Il précise que M. Dumais a expliqué que cette disparité de traitement ne l’influençait nullement. Il cite à cet effet un extrait d’une chronique où le mis-en-cause mentionne que « tout ce traitement de faveur ne [l]’a jamais empêché de dire les vraies affaires ». Or, pour le plaignant, M. Dumais aurait une préférence pour les structures lourdes, puisqu’il aurait lui-même reconnu accorder une couverture proportionnelle à la popularité des différents concurrents sur le marché informatique. De son avis, cette préférence est en lien direct avec les faveurs qu’il recevrait de la part de ces entreprises.

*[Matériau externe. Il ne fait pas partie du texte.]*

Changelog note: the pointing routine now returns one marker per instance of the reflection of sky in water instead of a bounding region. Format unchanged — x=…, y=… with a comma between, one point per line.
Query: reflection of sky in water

M. Pelletier précise qu’il a été censuré à plusieurs reprises du blogue de M. Dumais et s’étonne que, contrairement à d’autres citoyens, son message ait été supprimé au lieu d’être remplacé par la mention « propos retirés ». Il conclut que cette censure est manuellement exercée par le mis-en-cause sur son propre blogue, puisqu’il lui est toujours possible de poster des commentaires sur d’autres blogues du portail Cyberpresse. De son avis, il n’est pas normal que la responsabilité de la censure soit laissée au journaliste qui anime un blogue.
Le plaignant revient sur la question des formats à codes ouverts et explique qu’il déplore que les chroniqueurs informatiques ne portent pas suffisamment ces sujets à l’attention du public. Il s’agit, pour lui, d’un enjeu d’ordre démocratique.

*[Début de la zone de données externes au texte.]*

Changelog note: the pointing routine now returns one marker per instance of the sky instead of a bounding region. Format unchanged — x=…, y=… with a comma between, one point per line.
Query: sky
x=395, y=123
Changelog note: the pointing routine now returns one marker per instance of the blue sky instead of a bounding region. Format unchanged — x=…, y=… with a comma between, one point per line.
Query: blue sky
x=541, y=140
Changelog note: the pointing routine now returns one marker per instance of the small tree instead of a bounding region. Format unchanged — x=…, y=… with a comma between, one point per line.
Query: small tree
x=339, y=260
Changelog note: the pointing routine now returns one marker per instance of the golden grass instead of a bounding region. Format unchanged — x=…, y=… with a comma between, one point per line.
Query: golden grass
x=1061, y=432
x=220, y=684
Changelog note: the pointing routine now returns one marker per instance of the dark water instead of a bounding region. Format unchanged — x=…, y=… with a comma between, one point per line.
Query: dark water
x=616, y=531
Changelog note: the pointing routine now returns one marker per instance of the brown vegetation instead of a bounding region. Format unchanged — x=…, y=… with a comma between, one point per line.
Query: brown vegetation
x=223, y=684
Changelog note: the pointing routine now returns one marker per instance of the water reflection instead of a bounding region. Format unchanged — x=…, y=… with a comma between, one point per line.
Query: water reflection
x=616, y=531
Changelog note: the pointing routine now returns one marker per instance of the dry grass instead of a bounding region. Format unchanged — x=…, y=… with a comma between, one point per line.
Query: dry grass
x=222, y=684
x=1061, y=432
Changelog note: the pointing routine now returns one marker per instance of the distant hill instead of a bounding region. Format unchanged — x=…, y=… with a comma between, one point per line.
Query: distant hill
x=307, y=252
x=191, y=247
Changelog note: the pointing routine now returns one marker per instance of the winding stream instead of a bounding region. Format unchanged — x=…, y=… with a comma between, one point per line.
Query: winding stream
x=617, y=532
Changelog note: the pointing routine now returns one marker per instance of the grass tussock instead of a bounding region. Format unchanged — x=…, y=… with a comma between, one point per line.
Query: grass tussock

Pour conclure, M. Pelletier ajoute que les entreprises de presse qui offrent des blogues devraient se doter de normes de publication, au même titre que pour les autres médias, afin que les chroniqueurs ne soient pas les seuls régisseurs du contenu de leur blogue.

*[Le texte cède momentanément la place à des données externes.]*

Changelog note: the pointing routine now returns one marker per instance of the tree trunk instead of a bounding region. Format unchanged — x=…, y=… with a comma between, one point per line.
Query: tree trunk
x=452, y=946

Commentaires du mis en cause
Commentaires de Me Patrick Bourbeau représentant Cyberpresse :
Me Bourbeau précise qu’il a compris que le plaignant jugeait, d’une part, que la couverture de l’informatique effectuée par M. Dumais, dans son blogue affilié à Cyberpresse, ne serait pas objective et qu’il serait en position de conflit d’intérêts et, d’autre part, que la gestion de la section intitulée « commentaires » du même blogue ne serait pas conforme aux normes d’éthique journalistique.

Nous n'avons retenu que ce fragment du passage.